Using CUBLAS and CUDA Calling a custom kernel among blas calls

Hello,

I have a fairly straightforward application for CUDA BLAS, except for one thing; I need to do a piecewise hyperbolic tangent operation on a vector. This should be a trivial kernel to write (I’ve already written it), but integrating this kernel into my code has shown to be problematic.

Here’s where I am so far:

-I put the kernel code in a .cu file, within my project.

-I downloaded the custom build rule for CUDA, and made sure that MSVC associates that rule with the .cu file (it compiles without any problems).

-I added the following lines to my code:

#include <cutil.h>

global void tanhGPU(int size, float *vec); //forward declaration

Since I’m calling cublasInit(), I’m assuming that I don’t need to call CUT_DEVICE_INIT(). I can’t call it anyway, since the compiler complains about all sorts of stuff inside that macro.
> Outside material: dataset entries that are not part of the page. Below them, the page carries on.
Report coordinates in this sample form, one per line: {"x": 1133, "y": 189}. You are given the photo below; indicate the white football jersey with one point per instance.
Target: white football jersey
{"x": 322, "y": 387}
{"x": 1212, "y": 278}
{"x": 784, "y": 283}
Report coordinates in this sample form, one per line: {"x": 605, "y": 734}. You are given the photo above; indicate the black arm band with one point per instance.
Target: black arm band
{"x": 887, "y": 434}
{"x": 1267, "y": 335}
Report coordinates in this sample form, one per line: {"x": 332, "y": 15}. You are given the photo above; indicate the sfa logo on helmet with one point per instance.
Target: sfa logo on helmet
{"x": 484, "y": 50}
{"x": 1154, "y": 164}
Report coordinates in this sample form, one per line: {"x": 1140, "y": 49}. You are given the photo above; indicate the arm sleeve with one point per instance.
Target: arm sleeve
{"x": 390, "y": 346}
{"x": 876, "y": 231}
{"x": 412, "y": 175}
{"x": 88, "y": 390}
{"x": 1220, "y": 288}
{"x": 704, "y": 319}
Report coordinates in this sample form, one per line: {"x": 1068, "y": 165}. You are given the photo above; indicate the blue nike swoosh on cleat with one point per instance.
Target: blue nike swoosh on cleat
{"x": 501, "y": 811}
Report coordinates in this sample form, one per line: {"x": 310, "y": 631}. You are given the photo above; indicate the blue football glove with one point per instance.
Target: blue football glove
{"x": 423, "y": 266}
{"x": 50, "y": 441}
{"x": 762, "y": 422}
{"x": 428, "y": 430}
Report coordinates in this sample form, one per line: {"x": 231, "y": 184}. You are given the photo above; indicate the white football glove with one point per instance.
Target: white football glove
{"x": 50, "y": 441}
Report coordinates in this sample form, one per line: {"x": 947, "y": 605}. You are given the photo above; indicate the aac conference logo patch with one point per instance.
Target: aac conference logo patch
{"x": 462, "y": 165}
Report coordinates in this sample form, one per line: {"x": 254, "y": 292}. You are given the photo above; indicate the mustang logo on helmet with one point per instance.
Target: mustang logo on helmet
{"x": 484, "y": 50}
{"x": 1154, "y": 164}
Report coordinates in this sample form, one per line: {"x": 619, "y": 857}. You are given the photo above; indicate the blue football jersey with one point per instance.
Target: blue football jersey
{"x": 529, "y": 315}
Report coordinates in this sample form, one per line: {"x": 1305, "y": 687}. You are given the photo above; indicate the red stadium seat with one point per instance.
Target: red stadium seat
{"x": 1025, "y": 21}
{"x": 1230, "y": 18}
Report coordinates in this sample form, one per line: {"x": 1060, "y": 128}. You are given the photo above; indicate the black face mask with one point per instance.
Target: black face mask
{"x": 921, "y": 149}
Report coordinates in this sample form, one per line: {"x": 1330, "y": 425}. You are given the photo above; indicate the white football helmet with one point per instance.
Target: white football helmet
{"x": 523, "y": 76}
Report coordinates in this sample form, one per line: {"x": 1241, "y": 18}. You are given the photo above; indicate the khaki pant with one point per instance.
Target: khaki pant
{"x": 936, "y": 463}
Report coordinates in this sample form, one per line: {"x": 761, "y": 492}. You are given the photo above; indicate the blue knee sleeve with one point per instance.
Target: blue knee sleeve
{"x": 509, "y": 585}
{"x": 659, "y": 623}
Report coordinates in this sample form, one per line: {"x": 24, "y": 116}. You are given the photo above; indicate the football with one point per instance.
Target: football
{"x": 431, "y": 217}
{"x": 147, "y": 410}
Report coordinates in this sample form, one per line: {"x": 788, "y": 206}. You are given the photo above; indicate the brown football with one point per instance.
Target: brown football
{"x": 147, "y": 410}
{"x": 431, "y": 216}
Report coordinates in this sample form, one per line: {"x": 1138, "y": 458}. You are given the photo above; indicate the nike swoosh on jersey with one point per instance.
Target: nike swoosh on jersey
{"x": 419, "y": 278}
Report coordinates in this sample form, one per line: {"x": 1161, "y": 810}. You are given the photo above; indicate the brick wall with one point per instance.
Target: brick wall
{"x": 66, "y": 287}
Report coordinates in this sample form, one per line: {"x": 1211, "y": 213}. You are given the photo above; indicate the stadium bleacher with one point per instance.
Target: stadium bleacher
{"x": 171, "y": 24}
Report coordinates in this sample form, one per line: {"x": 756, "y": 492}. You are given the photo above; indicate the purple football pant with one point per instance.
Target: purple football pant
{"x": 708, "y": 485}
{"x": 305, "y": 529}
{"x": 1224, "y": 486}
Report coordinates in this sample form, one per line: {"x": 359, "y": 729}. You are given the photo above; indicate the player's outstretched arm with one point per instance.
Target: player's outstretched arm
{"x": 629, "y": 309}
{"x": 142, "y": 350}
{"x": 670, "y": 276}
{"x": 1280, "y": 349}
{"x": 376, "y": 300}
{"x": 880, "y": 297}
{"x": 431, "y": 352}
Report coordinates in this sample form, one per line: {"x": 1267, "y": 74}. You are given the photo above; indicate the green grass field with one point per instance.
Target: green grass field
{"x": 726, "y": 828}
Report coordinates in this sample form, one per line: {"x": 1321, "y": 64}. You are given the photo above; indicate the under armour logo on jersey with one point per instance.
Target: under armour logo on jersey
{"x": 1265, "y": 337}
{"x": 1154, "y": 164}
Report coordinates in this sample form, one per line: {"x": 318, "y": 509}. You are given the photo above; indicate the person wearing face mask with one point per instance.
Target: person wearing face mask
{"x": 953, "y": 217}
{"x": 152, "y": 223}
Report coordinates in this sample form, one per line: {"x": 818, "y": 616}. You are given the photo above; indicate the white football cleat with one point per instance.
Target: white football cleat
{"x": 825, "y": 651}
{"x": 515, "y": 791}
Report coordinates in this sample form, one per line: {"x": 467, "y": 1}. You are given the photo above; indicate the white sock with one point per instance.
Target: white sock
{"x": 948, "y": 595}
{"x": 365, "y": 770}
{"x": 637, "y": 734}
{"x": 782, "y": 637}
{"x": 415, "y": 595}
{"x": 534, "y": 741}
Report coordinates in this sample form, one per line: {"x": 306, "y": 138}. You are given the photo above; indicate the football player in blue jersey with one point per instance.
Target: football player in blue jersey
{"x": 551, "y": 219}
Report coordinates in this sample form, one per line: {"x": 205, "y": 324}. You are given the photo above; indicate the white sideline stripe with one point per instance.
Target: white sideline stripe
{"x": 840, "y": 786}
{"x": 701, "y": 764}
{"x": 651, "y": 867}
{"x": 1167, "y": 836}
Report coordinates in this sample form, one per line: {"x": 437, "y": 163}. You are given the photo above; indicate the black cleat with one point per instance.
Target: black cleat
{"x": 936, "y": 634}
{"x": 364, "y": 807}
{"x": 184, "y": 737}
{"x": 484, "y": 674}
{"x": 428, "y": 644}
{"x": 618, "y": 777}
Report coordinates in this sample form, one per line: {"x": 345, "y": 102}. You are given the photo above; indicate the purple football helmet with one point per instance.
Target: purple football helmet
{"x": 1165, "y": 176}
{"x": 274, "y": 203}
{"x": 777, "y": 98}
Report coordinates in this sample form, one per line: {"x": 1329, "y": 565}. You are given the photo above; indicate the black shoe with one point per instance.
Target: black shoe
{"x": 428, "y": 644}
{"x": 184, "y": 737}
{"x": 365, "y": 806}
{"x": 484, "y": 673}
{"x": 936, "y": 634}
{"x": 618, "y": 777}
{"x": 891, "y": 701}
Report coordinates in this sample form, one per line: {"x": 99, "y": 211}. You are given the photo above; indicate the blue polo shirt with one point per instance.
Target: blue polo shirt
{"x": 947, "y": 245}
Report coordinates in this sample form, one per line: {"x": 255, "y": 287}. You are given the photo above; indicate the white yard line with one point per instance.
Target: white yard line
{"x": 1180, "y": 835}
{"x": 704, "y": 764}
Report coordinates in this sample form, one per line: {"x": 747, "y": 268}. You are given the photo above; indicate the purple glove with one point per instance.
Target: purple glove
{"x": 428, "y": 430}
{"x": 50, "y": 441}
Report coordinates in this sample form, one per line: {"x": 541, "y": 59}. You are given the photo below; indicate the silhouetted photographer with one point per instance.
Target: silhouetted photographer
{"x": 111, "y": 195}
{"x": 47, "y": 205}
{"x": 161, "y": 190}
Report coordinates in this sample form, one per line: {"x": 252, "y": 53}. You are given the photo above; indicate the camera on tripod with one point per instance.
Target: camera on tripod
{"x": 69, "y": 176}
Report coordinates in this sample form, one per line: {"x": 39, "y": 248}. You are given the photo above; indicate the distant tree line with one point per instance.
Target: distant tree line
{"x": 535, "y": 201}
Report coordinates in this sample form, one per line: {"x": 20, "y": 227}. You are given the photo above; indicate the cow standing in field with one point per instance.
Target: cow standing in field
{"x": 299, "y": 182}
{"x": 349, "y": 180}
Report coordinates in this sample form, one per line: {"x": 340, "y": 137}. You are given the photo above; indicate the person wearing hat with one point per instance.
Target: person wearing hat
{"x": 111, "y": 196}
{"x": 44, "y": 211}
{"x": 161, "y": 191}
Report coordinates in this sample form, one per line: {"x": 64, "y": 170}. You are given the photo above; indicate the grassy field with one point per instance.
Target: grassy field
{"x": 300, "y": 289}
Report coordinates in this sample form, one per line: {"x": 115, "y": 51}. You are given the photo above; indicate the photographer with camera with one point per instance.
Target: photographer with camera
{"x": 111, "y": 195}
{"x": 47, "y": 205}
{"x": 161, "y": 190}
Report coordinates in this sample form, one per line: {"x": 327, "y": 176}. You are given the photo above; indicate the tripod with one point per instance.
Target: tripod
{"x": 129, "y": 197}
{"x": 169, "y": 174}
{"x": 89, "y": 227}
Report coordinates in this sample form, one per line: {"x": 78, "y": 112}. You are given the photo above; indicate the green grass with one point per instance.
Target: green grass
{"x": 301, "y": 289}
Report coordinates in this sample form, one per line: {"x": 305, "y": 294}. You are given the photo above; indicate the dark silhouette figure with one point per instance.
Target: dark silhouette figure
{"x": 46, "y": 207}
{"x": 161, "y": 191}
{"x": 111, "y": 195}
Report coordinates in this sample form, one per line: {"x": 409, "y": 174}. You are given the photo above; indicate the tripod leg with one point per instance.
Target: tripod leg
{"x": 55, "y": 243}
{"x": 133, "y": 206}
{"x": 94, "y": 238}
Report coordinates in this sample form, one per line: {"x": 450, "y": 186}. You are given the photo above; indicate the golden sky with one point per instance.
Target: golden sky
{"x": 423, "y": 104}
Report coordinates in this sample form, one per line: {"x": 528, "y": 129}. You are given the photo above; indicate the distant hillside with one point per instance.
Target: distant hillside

Even if I leave it out, I still get the following error:

error C2059: syntax error : ‘<’

…Referencing the call to:

tanhGPU<<1, 32>>(32, test_D);

Any ideas as to what I’m doing wrong?

Thanks!

I don’t know anything about compiling CUDA on WinXP, but the syntax for kernel calls uses triple angle brackets around the grid, block dimensions:

tanhGPU<<<1,32>>>(32, test_D);

My mistake. I’m posting and developing on different machines, so I have to transcribe. My problem code has triple brackets.